Oben im Rittersaal brennt Licht. Rainer Gratz hat angerichtet, heute kommen ein paar der obersten Faschingsfreunde bei ihm in Mitterhausen zusammen. Der Gastgeber selbst ist seit 1997 dabei und bekleidet heute das Amt des 2. Kassiers. Mit an der Tafel sitzen Harry Brandl, der erste Kassier und Präsident Michael „Much“ Hofbauer – und ein wenig später gesellt sich auch noch Vizepräsident Jonas Golginger dazu. Bei einem Bierchen lässt es sich gut spekulieren über die faschingsfrohen Zeiten, die nach zwei Jahren Zwangspause heuer hoffentlich wieder aufleben.
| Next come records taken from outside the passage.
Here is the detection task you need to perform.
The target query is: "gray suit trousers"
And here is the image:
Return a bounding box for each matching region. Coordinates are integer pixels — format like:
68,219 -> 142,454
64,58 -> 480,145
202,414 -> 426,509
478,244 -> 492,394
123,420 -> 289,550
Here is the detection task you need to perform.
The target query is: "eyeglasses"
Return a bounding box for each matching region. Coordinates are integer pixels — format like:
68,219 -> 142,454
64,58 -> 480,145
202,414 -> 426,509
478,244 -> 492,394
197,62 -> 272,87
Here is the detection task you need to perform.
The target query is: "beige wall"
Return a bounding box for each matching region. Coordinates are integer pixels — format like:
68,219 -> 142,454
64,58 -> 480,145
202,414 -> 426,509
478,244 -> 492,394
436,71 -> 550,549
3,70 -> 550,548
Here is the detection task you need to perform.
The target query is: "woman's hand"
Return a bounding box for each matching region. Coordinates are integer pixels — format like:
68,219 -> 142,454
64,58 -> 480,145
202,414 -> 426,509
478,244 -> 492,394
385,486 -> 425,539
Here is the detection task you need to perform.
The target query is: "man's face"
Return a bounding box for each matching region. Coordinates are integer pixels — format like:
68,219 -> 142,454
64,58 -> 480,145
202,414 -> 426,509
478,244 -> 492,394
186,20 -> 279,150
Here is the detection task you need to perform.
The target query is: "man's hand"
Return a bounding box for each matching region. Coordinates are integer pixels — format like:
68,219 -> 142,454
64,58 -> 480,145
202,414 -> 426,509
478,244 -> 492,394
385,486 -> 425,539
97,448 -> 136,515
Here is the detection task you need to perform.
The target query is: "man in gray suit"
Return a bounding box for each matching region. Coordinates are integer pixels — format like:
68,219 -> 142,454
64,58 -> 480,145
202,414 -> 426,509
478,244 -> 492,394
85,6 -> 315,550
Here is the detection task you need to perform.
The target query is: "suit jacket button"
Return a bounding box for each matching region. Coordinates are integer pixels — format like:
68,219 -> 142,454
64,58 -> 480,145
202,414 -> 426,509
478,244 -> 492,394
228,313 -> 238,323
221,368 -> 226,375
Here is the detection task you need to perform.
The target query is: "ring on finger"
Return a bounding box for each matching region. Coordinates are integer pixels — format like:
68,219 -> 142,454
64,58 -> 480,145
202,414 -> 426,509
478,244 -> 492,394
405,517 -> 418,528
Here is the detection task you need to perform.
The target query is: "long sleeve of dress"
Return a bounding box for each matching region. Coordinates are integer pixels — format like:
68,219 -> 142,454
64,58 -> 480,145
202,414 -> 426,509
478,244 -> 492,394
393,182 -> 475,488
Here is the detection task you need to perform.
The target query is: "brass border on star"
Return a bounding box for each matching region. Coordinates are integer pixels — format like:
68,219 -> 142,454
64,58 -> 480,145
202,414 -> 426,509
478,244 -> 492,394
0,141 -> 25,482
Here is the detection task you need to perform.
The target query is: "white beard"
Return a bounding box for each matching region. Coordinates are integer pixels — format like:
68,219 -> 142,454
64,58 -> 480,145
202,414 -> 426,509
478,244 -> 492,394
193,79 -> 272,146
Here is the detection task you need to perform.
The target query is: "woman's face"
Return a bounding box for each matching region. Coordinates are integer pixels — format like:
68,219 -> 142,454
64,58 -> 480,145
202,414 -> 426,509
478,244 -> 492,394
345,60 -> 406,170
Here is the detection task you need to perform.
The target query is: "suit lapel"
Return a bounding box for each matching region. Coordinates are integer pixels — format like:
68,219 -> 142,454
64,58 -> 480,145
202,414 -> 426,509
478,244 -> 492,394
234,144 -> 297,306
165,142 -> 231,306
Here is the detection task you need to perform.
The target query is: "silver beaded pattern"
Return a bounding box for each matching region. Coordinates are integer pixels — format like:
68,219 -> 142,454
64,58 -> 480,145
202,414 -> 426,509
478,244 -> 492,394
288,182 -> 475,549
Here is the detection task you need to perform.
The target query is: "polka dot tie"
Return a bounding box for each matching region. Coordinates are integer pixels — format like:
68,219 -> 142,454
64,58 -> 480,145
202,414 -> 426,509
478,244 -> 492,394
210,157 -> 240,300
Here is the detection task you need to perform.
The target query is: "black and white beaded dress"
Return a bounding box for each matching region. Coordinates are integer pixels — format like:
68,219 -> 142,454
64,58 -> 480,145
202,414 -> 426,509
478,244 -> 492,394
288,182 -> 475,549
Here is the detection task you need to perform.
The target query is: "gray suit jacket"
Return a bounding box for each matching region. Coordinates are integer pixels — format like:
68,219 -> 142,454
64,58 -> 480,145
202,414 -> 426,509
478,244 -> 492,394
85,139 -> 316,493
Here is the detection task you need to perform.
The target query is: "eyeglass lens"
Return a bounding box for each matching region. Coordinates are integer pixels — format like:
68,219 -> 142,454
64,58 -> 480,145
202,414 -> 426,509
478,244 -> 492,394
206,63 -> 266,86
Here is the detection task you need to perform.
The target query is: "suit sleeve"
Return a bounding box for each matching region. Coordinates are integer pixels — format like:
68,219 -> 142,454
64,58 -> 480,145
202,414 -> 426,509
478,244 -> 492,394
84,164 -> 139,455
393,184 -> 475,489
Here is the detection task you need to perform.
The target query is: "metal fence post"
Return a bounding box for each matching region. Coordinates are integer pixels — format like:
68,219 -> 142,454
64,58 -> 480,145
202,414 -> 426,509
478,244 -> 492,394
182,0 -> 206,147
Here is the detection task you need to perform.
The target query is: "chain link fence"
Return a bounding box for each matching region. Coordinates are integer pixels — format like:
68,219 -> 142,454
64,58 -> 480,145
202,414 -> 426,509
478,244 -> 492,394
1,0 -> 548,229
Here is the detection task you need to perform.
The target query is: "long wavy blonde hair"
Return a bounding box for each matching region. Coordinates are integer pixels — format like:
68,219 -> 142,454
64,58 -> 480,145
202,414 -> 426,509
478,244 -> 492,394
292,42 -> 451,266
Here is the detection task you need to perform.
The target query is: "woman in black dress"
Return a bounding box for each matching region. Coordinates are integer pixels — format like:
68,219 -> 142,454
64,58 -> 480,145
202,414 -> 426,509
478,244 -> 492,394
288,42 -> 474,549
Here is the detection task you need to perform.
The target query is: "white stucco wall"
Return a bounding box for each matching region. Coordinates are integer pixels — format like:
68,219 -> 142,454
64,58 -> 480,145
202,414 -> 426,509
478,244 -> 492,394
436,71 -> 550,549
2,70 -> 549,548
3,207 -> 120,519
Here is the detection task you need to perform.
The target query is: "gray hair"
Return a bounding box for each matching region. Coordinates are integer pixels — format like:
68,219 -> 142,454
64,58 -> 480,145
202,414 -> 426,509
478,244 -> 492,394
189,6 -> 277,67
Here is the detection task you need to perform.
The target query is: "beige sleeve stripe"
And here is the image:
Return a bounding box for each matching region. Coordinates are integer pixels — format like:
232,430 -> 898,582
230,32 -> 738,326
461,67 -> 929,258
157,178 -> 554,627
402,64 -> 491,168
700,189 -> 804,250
„Wir brauchen zwei Wochen Vorlauf, dann kann’s losgehen,“ meint Harry Brandl. Er ist seit 20 Jahren im Verein, lebt aber erst seit zwei Jahren in Arnstorf. „Damit ich vom Volksfest zu Fuß heimgehen kann,“ sagt er und lacht. Michael Hofbauer ist seit 2002 bei den Loamdupfa und seit 2007 Präsi. „Damals hat mich mein Fußballtrainer dazugschmatzt. Ich wurde auch gleich zum Elferrat gewählt. Mit 16 Jahren. Bei den Faschingsfreunden hab ich mich gleich aufgehoben gefühlt. Eine große Truppe, die gern feiert, das war das Höchste. Und ist es auch heute noch.“ Auch Harry Brandl erinnert sich an seine Anfänge: „Mit Fasching konnte ich erst gar nichts anfangen. Ein Spezl hat mich überredet. Es macht einfach Spaß – auf die Leute kommt’s an.“
Keine typische Garde – die Showtanzgruppe
Rainer Gratz nickt. So sieht er das auch. Als er mit seiner Clique dem Jugendhaus entwachsen war, lautete die nächste Option, gemeinsam was zu machen: Faschingsverein. Der Organisator des Mittelalterfests „Auf Heller und Barde“ hat natürlich dafür gesorgt, dass die Faschingsfreunde auch hier vertreten sind. Früher waren sie als Jäger und Sammler dabei, mittlerweile haben sie sich zu Ordensrittern hochgearbeitet. Wobei er mit strengem Blick betont: Nur im Fasching verkleidet man sich – nicht so auf dem Mittelalterfest. Verstanden!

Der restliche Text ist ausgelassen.